Add to Monica's entitlement the reports of her utter manipulation of the president toward the end of their relationship (when she threatened to reveal their affair if he didn't hook her up with a job), and the stereotype is even more fleshed out. Like the Philip Roth-ian Jewish mother who smothers her child to the point of suffocation, Monica wouldn't leave the president alone. She became obsessed. She threw a tantrum at the White House when she learned the president was visiting with another young woman. She complained about her placement at the Pentagon because it was too far away from her sweetie. And in an attempt to insinuate herself into the president's thoughts, she would arrive at his public events sometimes hours early to get a prime spot. This strategy makes me think of my grandmother, who, on big sale days, would arrive at Bloomingdale's an hour early so she would be the first one through the door. (To be fair, Monica also represents a more benign, nurturing Jewish mother. After all, she showered the president with gifts and even brought him food during the government shutdown. Perhaps this is the Semitic version of the Madonna-whore complex?)
In my high school -- and I can only imagine what it's like now with cell phones -- JAPs were known as serious gabbers, gossips. We all know that if it wasn't for Monica's big mouth and her Princess phone, we wouldn't be in this mess. Her endless conversations with anti-friend Linda Tripp reveal an enormous capacity for inane girl-talk about diets and shopping. Again reinforcing some of the most insidious stereotypes of Jews, Monica offers to buy Tripp's silence, saying she will sell her stake in a condominium and give Tripp the money if she will remain mum. And, last week, Oprah Winfrey turned down an exclusive interview with Monica because she demanded money for her story. (Roseanne -- who is also Jewish, by the way -- was ready to cough up $1 million or more to sit down with our fair lady Lewinsky, but the deal fell through Monday.)

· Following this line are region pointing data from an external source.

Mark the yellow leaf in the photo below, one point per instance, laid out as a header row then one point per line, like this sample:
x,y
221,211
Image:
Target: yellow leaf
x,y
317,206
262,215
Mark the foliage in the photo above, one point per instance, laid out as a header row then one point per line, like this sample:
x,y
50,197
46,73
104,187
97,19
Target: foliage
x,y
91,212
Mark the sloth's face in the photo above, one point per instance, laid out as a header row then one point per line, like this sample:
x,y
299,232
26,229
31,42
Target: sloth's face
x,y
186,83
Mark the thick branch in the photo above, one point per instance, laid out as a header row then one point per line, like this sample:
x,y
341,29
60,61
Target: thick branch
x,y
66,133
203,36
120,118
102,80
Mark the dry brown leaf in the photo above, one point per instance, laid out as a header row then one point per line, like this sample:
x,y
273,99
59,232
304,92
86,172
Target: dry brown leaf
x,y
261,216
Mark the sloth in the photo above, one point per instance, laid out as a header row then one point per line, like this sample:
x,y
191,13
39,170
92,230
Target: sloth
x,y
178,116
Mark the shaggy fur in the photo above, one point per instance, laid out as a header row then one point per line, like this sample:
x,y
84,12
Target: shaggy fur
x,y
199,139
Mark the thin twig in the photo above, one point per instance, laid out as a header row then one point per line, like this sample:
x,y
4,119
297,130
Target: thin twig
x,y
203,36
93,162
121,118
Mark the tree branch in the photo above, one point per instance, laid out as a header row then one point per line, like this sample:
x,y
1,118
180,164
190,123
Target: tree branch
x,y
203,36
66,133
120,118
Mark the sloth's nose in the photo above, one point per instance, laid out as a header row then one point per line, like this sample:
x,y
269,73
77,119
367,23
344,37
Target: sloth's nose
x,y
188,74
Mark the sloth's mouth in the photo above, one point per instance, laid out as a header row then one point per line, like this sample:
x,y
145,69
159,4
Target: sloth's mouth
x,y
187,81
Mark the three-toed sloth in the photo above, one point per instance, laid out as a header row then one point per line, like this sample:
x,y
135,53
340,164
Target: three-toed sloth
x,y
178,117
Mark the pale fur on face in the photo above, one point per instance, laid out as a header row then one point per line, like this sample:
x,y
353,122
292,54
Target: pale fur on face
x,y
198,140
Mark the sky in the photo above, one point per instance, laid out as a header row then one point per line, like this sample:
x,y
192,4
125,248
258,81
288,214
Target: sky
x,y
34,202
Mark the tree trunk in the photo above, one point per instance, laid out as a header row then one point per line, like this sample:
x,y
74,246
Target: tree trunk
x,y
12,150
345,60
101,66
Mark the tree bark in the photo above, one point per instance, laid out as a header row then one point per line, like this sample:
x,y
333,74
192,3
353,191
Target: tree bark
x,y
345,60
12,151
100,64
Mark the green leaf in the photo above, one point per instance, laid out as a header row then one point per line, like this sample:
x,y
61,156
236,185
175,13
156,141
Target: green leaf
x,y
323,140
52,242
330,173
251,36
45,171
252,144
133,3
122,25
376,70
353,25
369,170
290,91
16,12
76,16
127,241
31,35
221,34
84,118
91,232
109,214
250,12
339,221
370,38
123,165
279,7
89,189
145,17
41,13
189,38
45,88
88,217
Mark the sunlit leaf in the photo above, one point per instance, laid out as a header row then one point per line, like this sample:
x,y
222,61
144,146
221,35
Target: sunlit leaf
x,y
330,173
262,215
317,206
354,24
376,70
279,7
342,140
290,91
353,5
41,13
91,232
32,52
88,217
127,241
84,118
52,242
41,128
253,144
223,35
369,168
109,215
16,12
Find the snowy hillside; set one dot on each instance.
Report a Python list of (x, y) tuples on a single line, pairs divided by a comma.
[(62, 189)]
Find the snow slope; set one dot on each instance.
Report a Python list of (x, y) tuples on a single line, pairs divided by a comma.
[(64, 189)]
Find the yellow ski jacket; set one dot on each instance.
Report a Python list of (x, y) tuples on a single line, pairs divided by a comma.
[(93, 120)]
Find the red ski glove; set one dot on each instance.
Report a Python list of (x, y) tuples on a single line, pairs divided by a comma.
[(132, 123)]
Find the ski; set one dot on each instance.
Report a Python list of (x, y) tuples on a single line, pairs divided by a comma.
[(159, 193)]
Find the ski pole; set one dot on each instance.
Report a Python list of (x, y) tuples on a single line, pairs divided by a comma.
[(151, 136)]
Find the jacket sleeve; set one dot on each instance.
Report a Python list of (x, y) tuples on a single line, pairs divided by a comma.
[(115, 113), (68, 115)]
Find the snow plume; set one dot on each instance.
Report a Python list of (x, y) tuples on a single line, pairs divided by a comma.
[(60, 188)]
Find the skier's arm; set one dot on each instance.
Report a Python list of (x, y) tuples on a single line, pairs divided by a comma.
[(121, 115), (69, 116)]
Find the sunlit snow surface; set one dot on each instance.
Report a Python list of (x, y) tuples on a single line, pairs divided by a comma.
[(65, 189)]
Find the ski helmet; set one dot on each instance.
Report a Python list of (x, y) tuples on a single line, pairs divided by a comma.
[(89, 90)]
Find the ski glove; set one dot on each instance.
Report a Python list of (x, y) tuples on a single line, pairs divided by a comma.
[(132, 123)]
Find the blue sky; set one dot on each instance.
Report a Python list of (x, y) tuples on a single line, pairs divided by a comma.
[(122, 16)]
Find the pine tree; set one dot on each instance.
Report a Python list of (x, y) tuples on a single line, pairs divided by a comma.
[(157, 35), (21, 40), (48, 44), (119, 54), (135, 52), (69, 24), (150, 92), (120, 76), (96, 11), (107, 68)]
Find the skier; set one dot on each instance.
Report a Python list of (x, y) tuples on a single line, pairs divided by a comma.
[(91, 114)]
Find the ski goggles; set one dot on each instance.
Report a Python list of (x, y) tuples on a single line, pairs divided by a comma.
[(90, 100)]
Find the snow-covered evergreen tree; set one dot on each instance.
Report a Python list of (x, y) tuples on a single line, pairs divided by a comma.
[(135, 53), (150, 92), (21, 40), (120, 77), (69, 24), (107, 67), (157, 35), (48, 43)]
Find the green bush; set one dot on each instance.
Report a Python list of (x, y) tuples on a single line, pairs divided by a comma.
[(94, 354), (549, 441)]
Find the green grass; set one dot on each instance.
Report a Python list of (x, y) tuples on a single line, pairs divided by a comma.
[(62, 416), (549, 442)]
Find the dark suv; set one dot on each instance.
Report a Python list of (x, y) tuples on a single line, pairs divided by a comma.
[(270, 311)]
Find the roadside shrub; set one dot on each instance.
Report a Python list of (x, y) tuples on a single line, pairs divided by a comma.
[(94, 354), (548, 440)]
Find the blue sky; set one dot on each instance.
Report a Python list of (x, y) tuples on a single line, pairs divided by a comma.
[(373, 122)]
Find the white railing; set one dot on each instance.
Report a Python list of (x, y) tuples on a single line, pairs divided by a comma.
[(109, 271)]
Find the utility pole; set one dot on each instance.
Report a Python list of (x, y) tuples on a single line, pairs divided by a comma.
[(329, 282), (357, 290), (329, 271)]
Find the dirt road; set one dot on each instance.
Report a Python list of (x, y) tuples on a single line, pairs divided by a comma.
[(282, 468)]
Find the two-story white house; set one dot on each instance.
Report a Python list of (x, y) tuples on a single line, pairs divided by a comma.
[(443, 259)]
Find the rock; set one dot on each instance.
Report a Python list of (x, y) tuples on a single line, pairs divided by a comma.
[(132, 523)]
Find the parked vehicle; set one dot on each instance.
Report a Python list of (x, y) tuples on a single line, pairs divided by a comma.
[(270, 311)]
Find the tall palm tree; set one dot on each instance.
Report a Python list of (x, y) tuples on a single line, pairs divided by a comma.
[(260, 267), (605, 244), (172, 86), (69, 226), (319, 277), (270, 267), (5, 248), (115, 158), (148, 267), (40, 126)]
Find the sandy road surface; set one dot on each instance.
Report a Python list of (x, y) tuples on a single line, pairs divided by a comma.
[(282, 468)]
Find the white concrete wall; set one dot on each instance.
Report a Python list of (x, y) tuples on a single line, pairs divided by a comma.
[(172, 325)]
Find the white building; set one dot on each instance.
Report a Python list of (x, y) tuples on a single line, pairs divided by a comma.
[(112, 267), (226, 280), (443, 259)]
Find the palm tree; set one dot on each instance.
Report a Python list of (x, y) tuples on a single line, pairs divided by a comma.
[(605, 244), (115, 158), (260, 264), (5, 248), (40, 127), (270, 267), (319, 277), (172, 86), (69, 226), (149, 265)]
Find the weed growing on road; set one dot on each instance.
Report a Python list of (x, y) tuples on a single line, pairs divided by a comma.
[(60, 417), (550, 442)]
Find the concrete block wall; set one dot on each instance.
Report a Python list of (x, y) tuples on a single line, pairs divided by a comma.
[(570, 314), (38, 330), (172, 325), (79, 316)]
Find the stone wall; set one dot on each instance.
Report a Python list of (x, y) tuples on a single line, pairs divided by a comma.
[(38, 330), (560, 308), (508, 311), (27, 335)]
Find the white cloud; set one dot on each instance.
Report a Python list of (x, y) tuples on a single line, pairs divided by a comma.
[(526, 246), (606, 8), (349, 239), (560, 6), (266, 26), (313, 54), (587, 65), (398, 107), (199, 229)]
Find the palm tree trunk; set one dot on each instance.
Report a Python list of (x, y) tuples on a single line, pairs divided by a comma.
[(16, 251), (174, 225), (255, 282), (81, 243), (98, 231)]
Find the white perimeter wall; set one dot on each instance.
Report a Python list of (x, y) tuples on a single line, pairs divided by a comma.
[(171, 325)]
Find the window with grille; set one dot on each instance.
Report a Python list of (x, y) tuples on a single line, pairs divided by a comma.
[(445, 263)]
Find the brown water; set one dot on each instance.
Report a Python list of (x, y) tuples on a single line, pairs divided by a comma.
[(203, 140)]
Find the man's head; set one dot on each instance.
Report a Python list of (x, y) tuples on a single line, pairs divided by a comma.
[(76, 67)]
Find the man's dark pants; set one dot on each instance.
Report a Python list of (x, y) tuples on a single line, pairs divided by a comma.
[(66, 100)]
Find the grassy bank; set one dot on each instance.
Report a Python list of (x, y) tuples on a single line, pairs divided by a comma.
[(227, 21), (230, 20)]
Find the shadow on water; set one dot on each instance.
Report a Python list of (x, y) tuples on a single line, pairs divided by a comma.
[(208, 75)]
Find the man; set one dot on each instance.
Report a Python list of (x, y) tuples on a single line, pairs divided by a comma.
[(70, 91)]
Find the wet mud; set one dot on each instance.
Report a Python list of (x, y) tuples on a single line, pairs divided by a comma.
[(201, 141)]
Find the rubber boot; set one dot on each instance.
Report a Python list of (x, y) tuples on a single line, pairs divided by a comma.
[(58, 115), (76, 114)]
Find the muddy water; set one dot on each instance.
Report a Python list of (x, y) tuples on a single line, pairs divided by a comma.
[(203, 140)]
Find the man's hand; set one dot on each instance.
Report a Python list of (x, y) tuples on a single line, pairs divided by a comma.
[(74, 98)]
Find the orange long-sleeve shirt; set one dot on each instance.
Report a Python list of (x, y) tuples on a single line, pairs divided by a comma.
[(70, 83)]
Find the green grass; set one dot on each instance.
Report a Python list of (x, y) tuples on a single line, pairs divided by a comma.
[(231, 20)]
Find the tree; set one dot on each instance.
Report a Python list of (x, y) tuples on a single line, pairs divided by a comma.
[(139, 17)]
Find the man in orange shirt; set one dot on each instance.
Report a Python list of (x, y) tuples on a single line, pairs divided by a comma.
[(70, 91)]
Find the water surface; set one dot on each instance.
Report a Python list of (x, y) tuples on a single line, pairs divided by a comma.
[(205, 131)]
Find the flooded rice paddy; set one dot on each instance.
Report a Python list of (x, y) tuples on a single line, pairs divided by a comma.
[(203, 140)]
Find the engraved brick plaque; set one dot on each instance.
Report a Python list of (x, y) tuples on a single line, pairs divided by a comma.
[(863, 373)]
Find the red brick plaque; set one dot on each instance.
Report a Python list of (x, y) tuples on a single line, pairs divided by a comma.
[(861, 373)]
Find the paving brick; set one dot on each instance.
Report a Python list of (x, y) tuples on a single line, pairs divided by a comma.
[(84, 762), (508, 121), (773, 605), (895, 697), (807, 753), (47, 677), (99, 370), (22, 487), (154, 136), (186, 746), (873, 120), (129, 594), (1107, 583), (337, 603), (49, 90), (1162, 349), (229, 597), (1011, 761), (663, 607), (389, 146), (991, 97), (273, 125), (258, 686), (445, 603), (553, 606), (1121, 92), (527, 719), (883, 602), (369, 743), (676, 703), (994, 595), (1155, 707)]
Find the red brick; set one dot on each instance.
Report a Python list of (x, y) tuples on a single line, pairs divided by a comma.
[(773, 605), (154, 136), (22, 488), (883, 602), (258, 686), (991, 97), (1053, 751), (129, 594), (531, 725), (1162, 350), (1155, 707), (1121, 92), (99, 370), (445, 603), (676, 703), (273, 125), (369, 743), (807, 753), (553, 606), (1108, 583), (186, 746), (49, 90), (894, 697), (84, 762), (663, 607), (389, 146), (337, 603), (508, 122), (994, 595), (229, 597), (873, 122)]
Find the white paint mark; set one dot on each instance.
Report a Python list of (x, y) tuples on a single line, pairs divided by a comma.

The joke goes like this: How can you tell if a Jewish American Princess has an orgasm? She drops her nail file. According to the Starr report, Monica dropped her nail file -- so to speak -- twice during her sexual liaisons with the president. But with this, she finally defies one tenacious JAP stereotype -- that of the frigid lover. Monica was downright provocative, teasing the president with a peek at her thong underwear, grabbing his crotch in a meet-and-greet line, going down on him on demand. Perhaps this will be Lewinsky's great contribution to Jewish womankind, the emancipation of her sisters from their perceived state as neurotic prudes. To wit, this month's Cosmopolitan boasts the cover line "His Sexual Moan Zones: Bedroom Tricks Even Monica Lewinsky Doesn't Know About." The boys I grew up with used to joke that Jewish girls had the biggest breasts -- if you were lucky enough to cop a feel. They also said that while JAPs might go down on them, these girls were spitters, not swallowers. To swallow was too dirty, too messy, too risky. Obviously, they never met Monica.